[XPU] XPU accelerator support for Intel GPU device #4547

delock · 2023-10-20T03:11:17Z

This PR includes XPU support for Intel GPU. With this PR, DeepSpeed can support XPU devices without install Intel Extension for DeepSpeed.

* add aio in xpu_upstream * Update async_io.py deleting private path

* add aio in xpu_upstream * Update async_io.py deleting private path * Update async_io.py

* add sylomatic code into upstream enable jit_load for sycl kernels * find Python.h using general code * * add SYCLAutoOpBuilder to support InferenceOpBuilder * move scripts path to op_builder/xpu * only change cuda files extension * delete unused code in inferenceBuilder * change third-party relative path to enabel python install * extracty smaller functions from sycl_extension * change from_blob in source code to avoid big part post processing * run pre-commit * add BF16 support * add license to csrc/xpu code

delock · 2023-10-30T07:38:38Z

SYCLAutoOPBuilder is integrated to convert CUDA kernels into SYCL kernels. Currently transformer inference kernels will be converted automatically during installation time.
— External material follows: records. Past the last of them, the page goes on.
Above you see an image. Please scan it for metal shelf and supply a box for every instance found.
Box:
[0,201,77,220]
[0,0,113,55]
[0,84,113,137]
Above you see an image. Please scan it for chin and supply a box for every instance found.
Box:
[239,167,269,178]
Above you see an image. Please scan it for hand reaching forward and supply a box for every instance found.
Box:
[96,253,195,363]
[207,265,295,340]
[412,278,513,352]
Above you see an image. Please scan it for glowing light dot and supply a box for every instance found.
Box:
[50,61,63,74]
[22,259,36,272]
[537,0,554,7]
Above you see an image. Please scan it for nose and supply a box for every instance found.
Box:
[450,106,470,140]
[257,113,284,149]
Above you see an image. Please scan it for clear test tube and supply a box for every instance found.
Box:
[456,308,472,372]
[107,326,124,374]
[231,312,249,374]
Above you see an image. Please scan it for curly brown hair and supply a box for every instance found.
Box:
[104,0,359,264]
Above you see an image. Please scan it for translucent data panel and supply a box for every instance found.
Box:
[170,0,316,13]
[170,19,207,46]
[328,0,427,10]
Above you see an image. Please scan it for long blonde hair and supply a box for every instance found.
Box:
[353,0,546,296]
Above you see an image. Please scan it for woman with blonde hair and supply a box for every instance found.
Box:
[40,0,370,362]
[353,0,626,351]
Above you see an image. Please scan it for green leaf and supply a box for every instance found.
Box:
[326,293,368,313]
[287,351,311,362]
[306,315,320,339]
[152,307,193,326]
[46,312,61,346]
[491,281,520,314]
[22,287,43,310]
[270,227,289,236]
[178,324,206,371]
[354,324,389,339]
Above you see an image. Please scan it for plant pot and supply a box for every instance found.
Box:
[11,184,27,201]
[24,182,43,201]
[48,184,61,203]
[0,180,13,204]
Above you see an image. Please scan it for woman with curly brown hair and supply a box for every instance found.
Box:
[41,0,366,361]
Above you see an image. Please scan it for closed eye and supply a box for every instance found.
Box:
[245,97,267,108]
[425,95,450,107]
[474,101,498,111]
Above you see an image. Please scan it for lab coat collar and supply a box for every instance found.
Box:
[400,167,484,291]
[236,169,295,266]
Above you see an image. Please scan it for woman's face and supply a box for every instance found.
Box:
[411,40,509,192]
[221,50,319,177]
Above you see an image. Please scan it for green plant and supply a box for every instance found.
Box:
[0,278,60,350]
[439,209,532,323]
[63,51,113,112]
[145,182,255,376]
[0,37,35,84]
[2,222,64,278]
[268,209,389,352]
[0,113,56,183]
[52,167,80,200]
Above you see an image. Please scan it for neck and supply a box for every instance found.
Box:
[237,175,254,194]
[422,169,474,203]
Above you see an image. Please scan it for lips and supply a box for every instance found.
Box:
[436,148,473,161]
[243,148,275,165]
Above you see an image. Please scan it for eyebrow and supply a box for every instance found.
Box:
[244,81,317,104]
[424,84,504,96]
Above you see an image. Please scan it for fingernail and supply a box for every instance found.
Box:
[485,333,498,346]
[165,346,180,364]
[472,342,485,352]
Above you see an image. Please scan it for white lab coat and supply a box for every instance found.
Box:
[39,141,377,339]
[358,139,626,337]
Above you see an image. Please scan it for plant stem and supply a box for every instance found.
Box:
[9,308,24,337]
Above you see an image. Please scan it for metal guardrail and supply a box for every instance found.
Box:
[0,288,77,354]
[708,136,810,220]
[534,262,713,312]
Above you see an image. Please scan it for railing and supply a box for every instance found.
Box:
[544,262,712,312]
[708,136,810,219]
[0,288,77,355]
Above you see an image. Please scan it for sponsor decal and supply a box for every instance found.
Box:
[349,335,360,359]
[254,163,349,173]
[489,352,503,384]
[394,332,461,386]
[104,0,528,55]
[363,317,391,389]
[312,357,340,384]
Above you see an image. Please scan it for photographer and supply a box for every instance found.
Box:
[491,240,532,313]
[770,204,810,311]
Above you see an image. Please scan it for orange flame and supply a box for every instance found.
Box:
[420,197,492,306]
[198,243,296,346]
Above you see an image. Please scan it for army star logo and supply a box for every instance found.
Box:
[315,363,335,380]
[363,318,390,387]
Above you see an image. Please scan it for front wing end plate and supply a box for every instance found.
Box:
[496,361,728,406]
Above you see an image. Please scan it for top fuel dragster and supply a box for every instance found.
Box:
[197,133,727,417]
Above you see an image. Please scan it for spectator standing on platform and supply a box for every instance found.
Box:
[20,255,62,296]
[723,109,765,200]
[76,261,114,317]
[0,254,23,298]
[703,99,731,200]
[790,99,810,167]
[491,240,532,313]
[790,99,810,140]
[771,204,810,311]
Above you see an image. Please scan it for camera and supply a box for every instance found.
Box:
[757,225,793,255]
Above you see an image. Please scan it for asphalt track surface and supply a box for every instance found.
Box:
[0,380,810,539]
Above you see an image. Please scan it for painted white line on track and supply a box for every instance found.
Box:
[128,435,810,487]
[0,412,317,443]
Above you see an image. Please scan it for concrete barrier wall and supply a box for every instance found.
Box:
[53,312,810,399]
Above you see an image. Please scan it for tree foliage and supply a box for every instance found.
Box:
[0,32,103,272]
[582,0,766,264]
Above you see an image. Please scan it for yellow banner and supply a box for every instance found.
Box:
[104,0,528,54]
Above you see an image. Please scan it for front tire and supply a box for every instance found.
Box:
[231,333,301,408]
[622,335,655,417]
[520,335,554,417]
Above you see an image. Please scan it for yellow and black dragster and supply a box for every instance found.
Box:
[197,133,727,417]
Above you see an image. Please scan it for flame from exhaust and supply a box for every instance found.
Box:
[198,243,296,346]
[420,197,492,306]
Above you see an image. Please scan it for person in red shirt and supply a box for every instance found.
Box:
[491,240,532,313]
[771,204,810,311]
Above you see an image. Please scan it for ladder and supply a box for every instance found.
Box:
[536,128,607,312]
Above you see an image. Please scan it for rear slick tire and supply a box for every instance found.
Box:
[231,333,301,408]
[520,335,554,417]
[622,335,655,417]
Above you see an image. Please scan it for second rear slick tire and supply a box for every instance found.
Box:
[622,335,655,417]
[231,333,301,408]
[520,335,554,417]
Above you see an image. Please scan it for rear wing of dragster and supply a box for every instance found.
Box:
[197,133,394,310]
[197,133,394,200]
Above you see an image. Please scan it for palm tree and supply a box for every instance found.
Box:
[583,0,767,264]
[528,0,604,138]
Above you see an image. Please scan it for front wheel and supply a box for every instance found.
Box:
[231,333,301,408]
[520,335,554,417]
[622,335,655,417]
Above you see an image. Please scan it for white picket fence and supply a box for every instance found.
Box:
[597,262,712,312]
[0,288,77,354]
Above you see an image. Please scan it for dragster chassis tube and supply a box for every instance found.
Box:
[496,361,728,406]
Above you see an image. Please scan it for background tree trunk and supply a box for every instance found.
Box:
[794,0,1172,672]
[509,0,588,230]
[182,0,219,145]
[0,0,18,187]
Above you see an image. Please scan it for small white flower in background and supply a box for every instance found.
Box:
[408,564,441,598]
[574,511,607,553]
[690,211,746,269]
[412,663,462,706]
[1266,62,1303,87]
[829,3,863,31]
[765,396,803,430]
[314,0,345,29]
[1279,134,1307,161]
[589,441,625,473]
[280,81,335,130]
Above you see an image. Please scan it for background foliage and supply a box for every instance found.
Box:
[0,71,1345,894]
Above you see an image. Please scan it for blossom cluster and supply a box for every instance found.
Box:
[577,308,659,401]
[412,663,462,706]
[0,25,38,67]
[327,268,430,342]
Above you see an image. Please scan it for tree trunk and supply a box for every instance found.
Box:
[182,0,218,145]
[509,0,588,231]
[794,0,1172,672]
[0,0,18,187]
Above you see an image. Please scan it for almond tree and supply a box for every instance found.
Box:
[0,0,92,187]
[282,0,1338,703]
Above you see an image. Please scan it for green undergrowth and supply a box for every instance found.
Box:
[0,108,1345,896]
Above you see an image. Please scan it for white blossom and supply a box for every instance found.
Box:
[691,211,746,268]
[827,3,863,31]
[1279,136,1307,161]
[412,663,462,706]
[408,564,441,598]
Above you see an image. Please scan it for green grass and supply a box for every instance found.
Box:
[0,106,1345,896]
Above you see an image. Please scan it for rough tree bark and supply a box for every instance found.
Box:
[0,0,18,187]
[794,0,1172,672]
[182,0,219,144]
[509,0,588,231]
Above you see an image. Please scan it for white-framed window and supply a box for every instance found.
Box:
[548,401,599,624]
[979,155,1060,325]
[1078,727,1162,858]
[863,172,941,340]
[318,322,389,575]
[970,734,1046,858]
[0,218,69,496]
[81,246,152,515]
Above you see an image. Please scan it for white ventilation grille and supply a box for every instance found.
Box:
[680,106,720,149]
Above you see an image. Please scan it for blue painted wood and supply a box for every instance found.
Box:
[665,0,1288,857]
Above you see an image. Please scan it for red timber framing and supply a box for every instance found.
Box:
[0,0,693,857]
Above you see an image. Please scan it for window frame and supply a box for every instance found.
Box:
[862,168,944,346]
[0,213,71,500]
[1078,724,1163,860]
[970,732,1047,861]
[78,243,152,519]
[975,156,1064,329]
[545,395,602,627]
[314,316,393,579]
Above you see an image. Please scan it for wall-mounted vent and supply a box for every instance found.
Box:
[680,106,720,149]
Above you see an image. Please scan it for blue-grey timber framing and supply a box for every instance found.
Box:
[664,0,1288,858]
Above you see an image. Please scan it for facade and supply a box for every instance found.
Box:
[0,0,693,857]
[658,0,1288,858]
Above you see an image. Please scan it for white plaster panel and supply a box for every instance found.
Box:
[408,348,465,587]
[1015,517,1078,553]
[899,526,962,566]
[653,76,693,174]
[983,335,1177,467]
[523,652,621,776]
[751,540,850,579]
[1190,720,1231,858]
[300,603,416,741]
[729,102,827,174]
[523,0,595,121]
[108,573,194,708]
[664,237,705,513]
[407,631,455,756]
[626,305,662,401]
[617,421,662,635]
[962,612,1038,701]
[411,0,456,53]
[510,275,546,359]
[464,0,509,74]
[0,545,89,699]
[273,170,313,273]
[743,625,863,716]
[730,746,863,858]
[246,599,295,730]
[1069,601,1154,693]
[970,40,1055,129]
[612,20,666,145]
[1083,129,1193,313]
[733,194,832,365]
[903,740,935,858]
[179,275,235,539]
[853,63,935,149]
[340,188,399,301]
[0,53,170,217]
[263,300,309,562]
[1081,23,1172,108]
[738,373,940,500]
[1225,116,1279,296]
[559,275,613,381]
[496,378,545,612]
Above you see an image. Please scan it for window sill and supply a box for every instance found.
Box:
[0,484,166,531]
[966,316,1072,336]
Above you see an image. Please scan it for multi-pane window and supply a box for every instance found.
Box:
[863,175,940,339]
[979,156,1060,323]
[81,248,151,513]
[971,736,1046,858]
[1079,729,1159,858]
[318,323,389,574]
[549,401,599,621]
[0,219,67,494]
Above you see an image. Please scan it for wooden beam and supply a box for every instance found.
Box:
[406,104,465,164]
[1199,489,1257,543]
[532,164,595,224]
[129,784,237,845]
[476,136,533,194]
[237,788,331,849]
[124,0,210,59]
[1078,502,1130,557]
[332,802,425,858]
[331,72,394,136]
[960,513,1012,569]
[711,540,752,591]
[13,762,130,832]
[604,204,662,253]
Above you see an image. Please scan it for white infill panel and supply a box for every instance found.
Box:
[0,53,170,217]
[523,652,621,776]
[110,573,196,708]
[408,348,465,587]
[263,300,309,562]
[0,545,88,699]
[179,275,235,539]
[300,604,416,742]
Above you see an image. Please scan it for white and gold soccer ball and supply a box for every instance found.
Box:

We are investigating whether we can expand this builder to other kernels so we can reduce SYCL kernel files.

@baodii who is working on SYCLAutoOPBuilder.

* add sylomatic code into upstream enable jit_load for sycl kernels * find Python.h using general code * * add SYCLAutoOpBuilder to support InferenceOpBuilder * move scripts path to op_builder/xpu * only change cuda files extension * change third-party relative path to enabel python install * extracty smaller functions from sycl_extension * change from_blob in source code to avoid big part post processing * run pre-commit * add BF16 support * add other OPBuilder. fused_adam done * cpu_adam done * all xpu OpBuilder done, need more test * delete csrc/xpu * delete useless files

delock · 2023-11-08T03:19:31Z

@tjruwase With @baodii 's contribution we have SYCLAutoBuilder which converts CUDA kernel into SYCL kernel used by Intel GPU. Now we can remove most manually written SYCL kernel in this PR (only one left and fix is on the way).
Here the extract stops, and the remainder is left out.